I accepted that I’ll still feel hurt and sad sometimes. Even when my breakup was months in the past, there were still little things that would stir up those emotions. I’d hear a certain song or a memory would creep into my mind and I’d be right back there as if it happened yesterday. I used to chastise myself for going backward but I realized that it’s normal for that to happen. I’d deal with my feelings and once it passed, I’d go up from there.
I acknowledged the breakup for what it was. I used to revisit old feelings and the relationship became rosy again. I would convince myself that it wasn’t so bad and go through the whole cycle of wanting my ex back again. I had to learn to pull myself out of that mindset and remember we broke up for a reason. I had to remind myself of that over and over, sometimes even saying out loud all the real reasons that it ended. Instead of dwelling on the good (or the bad), I looked at things rationally and with a clear head to give myself the validation I needed to accept it was over.
I rediscovered things I loved. It was so easy for me to lose myself in a relationship. No matter how hard I tried, “I” usually became “we” without me realizing it, and I put a lot of my own passions on the back burner. Now that I found myself with a lot more free time, instead of moping around, I got some of that passion back. I watched bad television, I read books and wrote, I took some dance classes. I remembered things that I was good at and what made me a unique person.

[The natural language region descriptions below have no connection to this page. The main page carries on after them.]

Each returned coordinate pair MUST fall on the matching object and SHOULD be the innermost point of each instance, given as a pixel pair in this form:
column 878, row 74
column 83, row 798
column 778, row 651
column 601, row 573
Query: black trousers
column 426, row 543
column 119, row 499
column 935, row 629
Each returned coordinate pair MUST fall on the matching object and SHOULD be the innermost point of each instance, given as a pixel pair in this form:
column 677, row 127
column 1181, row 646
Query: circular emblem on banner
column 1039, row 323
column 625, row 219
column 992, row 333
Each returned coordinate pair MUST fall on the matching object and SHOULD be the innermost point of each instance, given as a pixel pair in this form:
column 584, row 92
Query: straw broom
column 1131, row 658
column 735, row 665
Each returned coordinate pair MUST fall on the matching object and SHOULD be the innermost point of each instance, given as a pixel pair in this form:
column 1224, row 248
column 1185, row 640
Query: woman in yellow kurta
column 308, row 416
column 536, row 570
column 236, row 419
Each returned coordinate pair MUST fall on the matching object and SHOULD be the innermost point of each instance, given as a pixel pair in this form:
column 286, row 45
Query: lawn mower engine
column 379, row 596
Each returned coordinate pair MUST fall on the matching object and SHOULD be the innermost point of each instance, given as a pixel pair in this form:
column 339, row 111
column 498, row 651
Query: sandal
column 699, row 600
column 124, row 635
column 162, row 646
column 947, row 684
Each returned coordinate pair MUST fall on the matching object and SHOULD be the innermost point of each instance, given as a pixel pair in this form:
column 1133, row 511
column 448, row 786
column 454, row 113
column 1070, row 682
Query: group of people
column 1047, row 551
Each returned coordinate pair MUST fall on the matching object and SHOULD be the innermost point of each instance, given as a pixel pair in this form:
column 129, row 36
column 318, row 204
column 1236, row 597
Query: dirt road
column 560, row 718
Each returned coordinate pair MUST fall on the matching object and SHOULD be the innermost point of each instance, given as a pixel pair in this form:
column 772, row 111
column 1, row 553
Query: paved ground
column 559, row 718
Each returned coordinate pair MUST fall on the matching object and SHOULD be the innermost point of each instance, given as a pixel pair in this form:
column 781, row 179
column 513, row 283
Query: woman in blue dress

I tested myself by trying new things. It was great to revisit all of the things I had once loved but I needed a little more. Being alone suddenly is scary, but I was still breathing, so I took the opportunity to try some other scary things. I’d never been the best cook so I dove in and taught myself. I took some online classes in graphic design because I’d always had an interest. I know I’ll never be a professional web designer, but I can cook a perfect medium rare steak.
I chose integrity. I knew it would come. I knew inevitably I would end up running into my ex and I prepared myself for it. I was nervous because I thought with one look I would throw me back to all of my old habits. I could hear myself saying “I miss you” and “let’s try again,” but I made a decision to take the high road. I wouldn’t be cold or mean but I wouldn’t be overly engaging either. When it finally happened, I did just that and it felt really good to be in such a stable place. It gave me a sense of pride I hadn’t felt in a long time.

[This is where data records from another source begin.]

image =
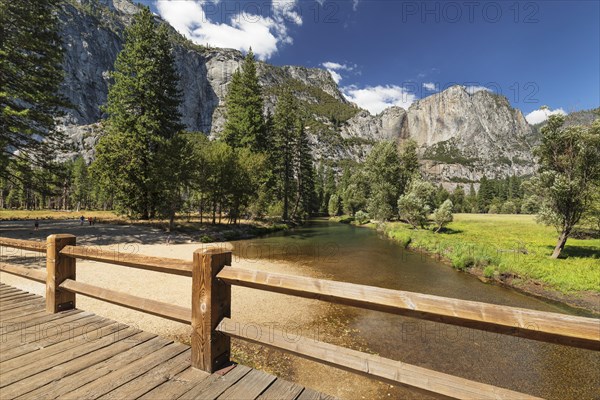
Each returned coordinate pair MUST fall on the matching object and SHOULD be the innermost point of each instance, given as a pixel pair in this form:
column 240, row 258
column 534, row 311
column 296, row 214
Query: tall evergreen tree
column 245, row 123
column 30, row 75
column 139, row 157
column 285, row 122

I remembered that I’d done this before. Unfortunately, this wasn’t my first breakup. It may not even be my last, but the thing I had to keep in mind is that I’d bounced back the other times, so why not now? I could argue the opposite side with anyone that asked. I even prepared comebacks: “This time it was different” or “I loved him more!” Still, no matter how I spun it, it was a breakup just like the others. You have no choice but to move forward, so you do.